Reflection Positivity of N=1 Wess-Zumino model on the lattice with exact U(1)_R symmetry

TL;DR

This paper investigates the reflection positivity of the N=1 Wess-Zumino model on the lattice with exact U(1)_R symmetry, revealing issues in bosonic reflection positivity and proposing a simplified model that preserves key symmetries.

Contribution

It demonstrates that a simplified nearest-neighbor bosonic action can maintain U(1)_R symmetry and reflection positivity despite breaking manifest supersymmetry in the free limit.

Findings

Reflection positivity is violated in the bosonic part of the original formulation.

Spectral density positivity holds only for spatial momenta below a certain threshold.
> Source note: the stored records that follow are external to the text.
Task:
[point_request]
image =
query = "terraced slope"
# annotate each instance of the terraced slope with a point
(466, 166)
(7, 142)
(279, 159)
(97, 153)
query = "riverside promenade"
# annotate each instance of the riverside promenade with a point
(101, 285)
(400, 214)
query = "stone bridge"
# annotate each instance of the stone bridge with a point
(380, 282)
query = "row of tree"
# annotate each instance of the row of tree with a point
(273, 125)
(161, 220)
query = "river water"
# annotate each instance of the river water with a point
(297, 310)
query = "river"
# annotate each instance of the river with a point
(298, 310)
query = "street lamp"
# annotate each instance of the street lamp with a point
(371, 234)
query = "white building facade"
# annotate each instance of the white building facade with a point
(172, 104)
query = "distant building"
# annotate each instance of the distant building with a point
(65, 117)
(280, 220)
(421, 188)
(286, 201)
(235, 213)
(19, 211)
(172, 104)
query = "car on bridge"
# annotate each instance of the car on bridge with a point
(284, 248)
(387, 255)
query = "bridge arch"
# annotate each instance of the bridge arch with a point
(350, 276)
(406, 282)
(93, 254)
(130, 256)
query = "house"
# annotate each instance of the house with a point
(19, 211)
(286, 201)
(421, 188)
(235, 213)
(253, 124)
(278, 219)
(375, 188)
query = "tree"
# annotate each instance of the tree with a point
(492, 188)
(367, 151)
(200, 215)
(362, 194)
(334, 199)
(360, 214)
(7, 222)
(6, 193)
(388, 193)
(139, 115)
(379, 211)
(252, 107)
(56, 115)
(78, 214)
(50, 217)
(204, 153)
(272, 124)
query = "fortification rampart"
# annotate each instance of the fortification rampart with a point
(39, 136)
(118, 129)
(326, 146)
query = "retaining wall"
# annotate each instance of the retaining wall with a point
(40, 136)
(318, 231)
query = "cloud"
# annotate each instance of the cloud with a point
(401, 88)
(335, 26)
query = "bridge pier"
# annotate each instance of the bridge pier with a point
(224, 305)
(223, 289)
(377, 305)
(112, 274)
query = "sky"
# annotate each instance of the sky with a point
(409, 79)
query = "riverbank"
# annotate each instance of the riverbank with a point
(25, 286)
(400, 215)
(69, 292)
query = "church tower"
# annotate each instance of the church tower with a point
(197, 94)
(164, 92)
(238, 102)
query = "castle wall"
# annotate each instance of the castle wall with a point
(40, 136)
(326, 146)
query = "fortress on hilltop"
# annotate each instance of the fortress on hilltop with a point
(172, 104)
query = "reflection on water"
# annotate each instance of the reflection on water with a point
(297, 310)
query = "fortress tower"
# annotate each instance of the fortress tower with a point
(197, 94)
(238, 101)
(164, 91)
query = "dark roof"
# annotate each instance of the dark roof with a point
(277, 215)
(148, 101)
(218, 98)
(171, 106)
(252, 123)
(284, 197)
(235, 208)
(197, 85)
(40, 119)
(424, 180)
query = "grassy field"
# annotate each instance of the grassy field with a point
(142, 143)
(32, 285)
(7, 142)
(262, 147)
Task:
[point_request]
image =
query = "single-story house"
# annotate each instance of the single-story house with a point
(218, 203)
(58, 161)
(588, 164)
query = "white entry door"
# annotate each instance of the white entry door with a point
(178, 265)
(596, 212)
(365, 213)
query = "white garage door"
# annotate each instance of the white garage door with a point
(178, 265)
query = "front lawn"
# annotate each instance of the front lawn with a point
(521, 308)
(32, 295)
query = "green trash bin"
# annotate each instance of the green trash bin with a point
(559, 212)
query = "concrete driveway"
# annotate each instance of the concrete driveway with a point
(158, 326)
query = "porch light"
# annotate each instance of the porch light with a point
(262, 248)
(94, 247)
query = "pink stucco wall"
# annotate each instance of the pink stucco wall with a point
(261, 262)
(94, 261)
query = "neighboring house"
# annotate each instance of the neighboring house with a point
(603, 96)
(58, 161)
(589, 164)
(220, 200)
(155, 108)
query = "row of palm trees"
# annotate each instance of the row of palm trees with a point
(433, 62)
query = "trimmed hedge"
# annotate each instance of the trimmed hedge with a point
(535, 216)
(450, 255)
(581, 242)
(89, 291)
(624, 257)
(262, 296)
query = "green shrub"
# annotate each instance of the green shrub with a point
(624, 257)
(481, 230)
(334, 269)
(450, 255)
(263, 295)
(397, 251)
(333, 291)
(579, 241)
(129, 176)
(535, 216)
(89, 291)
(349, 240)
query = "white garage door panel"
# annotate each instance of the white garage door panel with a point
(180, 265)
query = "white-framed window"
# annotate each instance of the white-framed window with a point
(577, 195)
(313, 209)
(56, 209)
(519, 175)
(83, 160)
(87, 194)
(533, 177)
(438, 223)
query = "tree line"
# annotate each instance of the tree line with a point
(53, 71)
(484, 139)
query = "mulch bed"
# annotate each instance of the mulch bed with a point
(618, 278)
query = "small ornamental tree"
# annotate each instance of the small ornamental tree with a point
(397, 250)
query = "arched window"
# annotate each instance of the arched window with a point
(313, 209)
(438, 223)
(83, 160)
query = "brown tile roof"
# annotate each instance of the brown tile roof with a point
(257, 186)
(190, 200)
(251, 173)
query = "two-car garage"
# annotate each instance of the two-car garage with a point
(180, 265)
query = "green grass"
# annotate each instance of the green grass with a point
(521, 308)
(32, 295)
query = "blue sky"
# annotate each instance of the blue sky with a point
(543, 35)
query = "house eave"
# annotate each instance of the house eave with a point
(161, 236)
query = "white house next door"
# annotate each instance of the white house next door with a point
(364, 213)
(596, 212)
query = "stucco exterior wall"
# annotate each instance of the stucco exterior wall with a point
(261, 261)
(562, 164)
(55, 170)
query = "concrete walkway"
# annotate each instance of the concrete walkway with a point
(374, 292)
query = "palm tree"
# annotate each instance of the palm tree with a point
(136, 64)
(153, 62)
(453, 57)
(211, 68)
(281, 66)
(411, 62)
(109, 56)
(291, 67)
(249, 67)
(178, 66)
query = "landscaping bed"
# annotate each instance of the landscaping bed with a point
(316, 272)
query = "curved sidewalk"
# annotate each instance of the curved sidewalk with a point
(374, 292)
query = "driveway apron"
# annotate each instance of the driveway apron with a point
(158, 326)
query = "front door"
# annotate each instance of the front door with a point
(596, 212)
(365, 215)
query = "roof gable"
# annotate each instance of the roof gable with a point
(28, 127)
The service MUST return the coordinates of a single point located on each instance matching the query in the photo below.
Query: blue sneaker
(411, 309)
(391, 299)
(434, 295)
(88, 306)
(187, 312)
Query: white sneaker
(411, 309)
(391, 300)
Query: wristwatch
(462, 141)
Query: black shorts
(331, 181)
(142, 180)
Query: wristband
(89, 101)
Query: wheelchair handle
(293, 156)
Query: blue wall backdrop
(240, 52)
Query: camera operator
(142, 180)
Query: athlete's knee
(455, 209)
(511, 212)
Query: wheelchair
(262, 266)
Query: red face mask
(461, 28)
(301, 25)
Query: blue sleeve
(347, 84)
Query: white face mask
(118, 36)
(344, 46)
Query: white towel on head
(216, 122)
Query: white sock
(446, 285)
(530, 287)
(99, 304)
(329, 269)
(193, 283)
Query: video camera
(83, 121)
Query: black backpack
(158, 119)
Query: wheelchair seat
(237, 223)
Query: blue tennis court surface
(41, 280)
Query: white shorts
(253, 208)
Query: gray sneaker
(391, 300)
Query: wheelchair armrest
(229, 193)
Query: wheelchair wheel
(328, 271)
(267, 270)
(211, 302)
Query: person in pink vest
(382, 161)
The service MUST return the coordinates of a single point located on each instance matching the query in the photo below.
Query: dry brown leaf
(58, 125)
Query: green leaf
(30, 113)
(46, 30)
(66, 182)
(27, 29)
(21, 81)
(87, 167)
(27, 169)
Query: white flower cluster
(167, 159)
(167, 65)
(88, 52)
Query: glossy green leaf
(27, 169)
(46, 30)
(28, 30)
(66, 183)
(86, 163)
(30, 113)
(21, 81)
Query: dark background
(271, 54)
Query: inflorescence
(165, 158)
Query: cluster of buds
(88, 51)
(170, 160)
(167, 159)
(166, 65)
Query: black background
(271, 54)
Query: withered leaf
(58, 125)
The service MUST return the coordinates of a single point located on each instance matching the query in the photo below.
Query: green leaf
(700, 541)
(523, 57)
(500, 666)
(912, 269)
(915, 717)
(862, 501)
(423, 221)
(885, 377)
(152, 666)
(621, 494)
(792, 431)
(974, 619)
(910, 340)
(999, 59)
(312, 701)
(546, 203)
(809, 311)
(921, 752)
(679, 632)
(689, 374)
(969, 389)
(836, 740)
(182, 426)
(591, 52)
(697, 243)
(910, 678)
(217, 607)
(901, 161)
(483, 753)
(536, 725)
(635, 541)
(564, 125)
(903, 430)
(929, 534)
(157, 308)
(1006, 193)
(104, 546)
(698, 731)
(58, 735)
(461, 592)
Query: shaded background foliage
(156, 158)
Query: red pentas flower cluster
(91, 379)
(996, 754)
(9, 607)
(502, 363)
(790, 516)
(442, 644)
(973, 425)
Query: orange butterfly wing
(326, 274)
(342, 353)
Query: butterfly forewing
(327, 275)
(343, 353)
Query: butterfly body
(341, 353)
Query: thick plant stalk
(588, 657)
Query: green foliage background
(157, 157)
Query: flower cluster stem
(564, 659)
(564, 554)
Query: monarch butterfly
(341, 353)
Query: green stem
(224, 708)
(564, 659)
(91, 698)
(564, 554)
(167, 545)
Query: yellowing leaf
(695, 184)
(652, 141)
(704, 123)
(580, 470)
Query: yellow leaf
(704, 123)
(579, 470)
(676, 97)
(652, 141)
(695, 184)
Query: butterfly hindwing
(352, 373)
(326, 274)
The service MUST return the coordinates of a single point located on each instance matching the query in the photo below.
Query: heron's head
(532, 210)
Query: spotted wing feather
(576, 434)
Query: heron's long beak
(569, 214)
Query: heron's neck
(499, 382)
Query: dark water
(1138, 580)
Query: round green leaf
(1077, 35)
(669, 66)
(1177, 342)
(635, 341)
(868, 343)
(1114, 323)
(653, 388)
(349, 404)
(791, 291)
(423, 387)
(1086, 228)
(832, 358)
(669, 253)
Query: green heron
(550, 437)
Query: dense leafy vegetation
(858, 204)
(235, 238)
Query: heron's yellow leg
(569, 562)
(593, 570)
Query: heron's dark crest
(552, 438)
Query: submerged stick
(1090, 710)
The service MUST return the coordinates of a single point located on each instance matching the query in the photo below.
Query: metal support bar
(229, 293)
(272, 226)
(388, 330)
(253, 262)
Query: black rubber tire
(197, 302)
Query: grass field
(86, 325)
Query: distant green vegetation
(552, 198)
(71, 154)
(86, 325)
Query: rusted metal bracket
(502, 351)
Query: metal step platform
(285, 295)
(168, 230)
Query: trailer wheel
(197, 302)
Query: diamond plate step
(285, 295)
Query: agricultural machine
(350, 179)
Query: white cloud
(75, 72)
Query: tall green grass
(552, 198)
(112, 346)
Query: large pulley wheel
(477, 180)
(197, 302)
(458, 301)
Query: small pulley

A simplified model with a nearest-neighbor bosonic action preserves U(1)_R symmetry and reflection positivity.

Abstract

By using overlap Majorana fermions, the ${\cal N}=1$ chiral multiple can be formulated so that the supersymmetry is manifest and the vacuum energy is cancelled in the free limit, thanks to the bilinear nature of the free action. It is pointed out, however, that in this formulation the reflection positivity is violated in the bosonic part of the action, although it is satisfied in the fermionic part. It is found that the positivity of the spectral density of the bosonic two-point correlation function is ensured only for the spacial momenta $a | p_k | \lesssim 1.72$ $(k=1,2,3)$. It is then argued that in formulating ${\cal N}=1$ Wess-Zumino model with the overlap Majorana fermion, one may adopt a simpler nearest-neighbor bosonic action, discarding the free limit manifest supersymmetry. The model still preserves the would-be U(1)$_R$ symmetry and satisfies the reflection positivity.